La lipolyse, technique esthétique classée dangereuse

Cette intervention non chirurgicale destinée à éliminer les amas graisseux peut représenter un danger grave selon la Haute Autorité de Santé. Explications.

A l'approche de l'été fleurissent les articles sur les régimes mais aussi sur les techniques, chirurgicales ou non, qui permettent de diminuer voire d'éradiquer les amas graisseux disgracieux que certain(e)s souhaiteraient voir disparaître. La lipolyse ou lipodissolution, jusqu'ici présentée comme une alternative moins chère et moins invasive à la liposuccion, a été déclarée dangereuse par la Haute Autorité de Santé (HAS). Pourquoi?

Principe de la lipolyse ou lipodissolution

La lipolyse, technique non chirurgicale, consiste à faire éclater les membranes des adipocytes, communément appelées cellules graisseuses. Sous ce terme générique se cachent une multitude de techniques . Ainsi sont distinguées les méthodes non invasives, à renfort de lasers, infrarouges, ultrasons ou encore radiofréquences. Les méthodes dites invasives consistent à injecter sous la peau produits chimiques et/ou agents thermiques qui détruiront la membrane adipocytaire.

Ces différents procédés peuvent être utilisés de manière isolée ou en association, le tout accompagné de massages ou non. Non chirurgicale, la lipodissolution constitue une alternative à la liposuccion. Cette dernière, onéreuse et fortement invasive, consiste quant à elle à aspirer directement la graisse, et nécessite une anesthésie locale, voire générale si de nombreuses zones sont traitées.

Les dangers de la lipolyse

Selon la Haute Autorité de Santé (HAS), la lipolyse, peut représenter un "danger grave". Ainsi, la HAS a identifié des complications liées à une pratique particulière, à savoir l'injection de produits chimiques visant à lyser (détruire) les membranes cellulaires. 23 patients ayant recouru à ces injections de solutions dites hypo-osmolaires ont souffert de graves séquelles suite à l'intervention.

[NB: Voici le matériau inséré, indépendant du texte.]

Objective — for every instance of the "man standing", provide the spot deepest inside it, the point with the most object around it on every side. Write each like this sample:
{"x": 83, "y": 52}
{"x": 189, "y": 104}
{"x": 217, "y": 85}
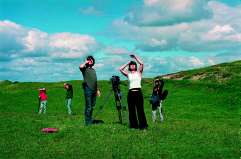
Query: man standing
{"x": 90, "y": 87}
{"x": 69, "y": 96}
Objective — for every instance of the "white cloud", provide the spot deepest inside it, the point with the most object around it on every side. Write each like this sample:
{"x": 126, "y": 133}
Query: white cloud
{"x": 163, "y": 12}
{"x": 91, "y": 10}
{"x": 216, "y": 33}
{"x": 18, "y": 41}
{"x": 115, "y": 50}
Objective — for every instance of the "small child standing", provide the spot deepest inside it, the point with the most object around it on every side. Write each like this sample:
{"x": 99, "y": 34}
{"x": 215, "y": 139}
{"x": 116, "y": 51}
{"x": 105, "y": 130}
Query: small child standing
{"x": 69, "y": 96}
{"x": 43, "y": 100}
{"x": 157, "y": 99}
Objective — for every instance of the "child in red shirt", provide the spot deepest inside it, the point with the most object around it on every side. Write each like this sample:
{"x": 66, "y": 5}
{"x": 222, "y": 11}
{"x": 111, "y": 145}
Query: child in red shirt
{"x": 43, "y": 100}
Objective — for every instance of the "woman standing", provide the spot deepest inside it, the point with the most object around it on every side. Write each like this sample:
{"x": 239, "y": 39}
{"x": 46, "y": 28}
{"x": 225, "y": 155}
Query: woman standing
{"x": 135, "y": 96}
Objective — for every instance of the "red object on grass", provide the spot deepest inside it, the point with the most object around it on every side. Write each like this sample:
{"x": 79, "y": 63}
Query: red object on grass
{"x": 49, "y": 130}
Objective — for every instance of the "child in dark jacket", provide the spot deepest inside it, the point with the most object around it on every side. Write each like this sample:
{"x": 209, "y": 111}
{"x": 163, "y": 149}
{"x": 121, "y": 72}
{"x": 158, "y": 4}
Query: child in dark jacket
{"x": 69, "y": 96}
{"x": 43, "y": 100}
{"x": 156, "y": 99}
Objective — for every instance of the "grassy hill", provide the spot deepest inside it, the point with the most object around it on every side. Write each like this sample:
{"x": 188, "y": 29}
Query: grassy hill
{"x": 221, "y": 73}
{"x": 201, "y": 120}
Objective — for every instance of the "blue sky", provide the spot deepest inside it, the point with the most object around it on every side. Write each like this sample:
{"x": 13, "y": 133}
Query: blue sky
{"x": 47, "y": 40}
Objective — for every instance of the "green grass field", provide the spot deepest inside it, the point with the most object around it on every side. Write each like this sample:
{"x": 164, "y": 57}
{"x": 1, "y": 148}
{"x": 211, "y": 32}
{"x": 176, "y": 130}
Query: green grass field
{"x": 201, "y": 121}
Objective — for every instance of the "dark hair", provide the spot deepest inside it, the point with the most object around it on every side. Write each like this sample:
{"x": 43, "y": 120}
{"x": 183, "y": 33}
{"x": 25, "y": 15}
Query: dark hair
{"x": 132, "y": 63}
{"x": 91, "y": 58}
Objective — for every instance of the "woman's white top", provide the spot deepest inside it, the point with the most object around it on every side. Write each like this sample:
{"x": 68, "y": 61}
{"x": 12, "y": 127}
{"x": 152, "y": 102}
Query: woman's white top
{"x": 134, "y": 80}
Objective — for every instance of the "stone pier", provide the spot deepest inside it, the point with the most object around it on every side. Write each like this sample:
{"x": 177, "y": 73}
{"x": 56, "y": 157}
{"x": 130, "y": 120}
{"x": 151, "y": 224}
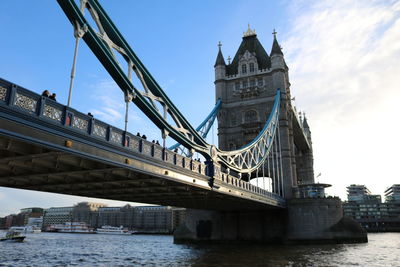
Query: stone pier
{"x": 306, "y": 220}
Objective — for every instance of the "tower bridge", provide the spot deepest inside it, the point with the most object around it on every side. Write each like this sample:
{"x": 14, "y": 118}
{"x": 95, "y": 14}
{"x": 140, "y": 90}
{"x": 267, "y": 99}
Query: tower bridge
{"x": 247, "y": 188}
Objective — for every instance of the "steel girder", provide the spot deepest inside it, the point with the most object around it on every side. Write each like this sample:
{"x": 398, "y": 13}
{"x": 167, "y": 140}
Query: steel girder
{"x": 109, "y": 40}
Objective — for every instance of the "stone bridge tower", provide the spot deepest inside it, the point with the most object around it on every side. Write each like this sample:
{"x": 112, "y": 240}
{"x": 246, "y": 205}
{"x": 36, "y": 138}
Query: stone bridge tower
{"x": 247, "y": 87}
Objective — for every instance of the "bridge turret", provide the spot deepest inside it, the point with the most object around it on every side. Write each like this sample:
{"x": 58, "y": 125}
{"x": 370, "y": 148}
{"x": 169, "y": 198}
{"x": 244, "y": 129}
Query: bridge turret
{"x": 220, "y": 73}
{"x": 306, "y": 128}
{"x": 277, "y": 60}
{"x": 220, "y": 66}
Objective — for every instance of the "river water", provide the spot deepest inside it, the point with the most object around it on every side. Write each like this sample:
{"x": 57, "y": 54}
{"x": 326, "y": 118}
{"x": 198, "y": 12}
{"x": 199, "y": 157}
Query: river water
{"x": 56, "y": 249}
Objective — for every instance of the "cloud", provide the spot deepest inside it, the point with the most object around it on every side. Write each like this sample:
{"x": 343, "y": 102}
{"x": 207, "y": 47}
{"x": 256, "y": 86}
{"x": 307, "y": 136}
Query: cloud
{"x": 111, "y": 107}
{"x": 343, "y": 60}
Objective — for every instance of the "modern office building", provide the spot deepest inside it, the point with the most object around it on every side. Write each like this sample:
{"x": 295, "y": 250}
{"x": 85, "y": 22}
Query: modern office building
{"x": 369, "y": 210}
{"x": 57, "y": 215}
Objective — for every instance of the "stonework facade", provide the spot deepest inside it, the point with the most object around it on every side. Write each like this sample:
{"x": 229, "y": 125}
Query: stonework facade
{"x": 247, "y": 87}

Nécroses cutanées, lésions, thromboses mais aussi ulcérations et hématomes ont été constatés, et ont obligé dix d'entre eux à subir une opération chirurgicale. Mais plus que les complications liées à certaines techniques, c'est le principe même de la lipodissolution qui pose problème.

Car à la différence de la liposuccion qui extrait la graisse du corps, la lipolyse détruit les membranes des cellules graisseuses mais laisse dans l'organisme les matières grasses, éliminées naturellement par les reins ou le foie. En découle une surcharge métabolique que dénonce aujourd'hui la Haute Autorité de Santé.

L'esthétique passe après la santé du patient

Outre les complications observées, l'autorité sanitaire invoque une autre raison à cet avis négatif : l'objectif uniquement esthétique de la lipodissolution. Puisque ces techniques ne sont "pas utilisées à des fins thérapeutiques (pour guérir ou traiter une maladie), la question de la sécurité est la seule à devoir être considérée. Il n'y a pas de perte de chance en terme de santé pour les patients".

Un énoncé qui rappelle une des nombreuses problématiques liées aux pratiques à visée esthétique. Malgré leur caractère dispensable en terme de santé, les interventions esthétiques, chirurgicales ou non, comportent, comme les autres, leur part de risque. En premier lieu, les risques inhérents à l'intervention en elle-même - notamment lorsque l'anesthésie générale est requise. Mais aussi les risques liés à l'utilisation de produits et / ou d' implants et à leur vieillissement dans l'organisme.

Au regard des séquelles éventuelles de la lipolyse, la Haute Autorité de Santé a préconisé le principe de précaution. Resculpter sa silhouette ou son visage peut soigner un malaise profond, lorsque la dimension psychologique est intégrée à l'ensemble de la démarche. Mais l'autorité sanitaire rappelle toutefois que les pratiques à visée esthétique ne sauraient se faire à n'importe quel prix.